Certainly, the government gains a small amount of money from the GST levied on things tourists might buy. But the same holds true for all Australian industries selling products to Australian nationals – the government gains a little from every sale. So such logic would suggest the entire advertising industry should be subsidised by government.
If the benefits of promotion are so enormous, the tourism industry should be paying for it themselves. There’s no reason they can’t band together in another of their many peak bodies to sponsor international marketing campaigns. Let industry discover which half of advertising works and which half doesn’t.
Government policies designed to promote tourism almost always end in disappointment, as John Brown recognised.
But we don’t only push out ads. We also spend vast sums on events to try to lure in overseas crowds.
The major events strategies of Commonwealth and state governments are predicated on a belief that big sporting contests translate into big touristy payoffs.
This month is the 10th anniversary of the Sydney Olympics. We ran a good event. But we got a bad Olympic hangover. Visitor numbers to New South Wales actually declined relative to other Australian states. It’s not our fault: Beijing and Athens had the Olympic hangover too.
The Sydney Olympics was a bigger deal than Oprah’s tour ever could be. We earned a great deal of international goodwill and publicity in those few weeks in 2000. But tourism went backwards.

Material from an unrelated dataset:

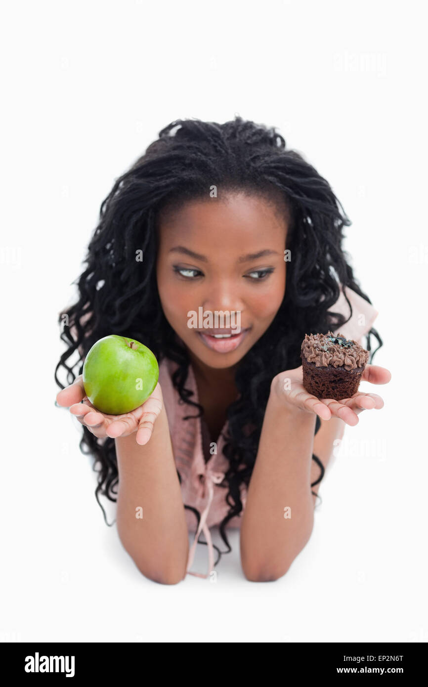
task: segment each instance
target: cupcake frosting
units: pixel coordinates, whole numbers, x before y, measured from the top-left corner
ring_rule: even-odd
[[[369,357],[369,352],[353,339],[347,339],[330,331],[327,334],[305,334],[302,352],[308,363],[315,363],[317,368],[333,365],[348,370],[363,367]]]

In Victoria, the Grand Prix – the pride and joy of the Victorian tourism lobby – isn’t even paying for itself anymore. It posted a $49.2 million loss this year, and was promptly bailed out by the state government.
Here’s hoping Australia doesn’t win the privilege of hosting the World Cup.
There’s good reason to be sceptical that Oprah is the tourism spend to buck the trend. The former tourism minister may be optimistic about Oprah’s visit but history tells us we shouldn’t be.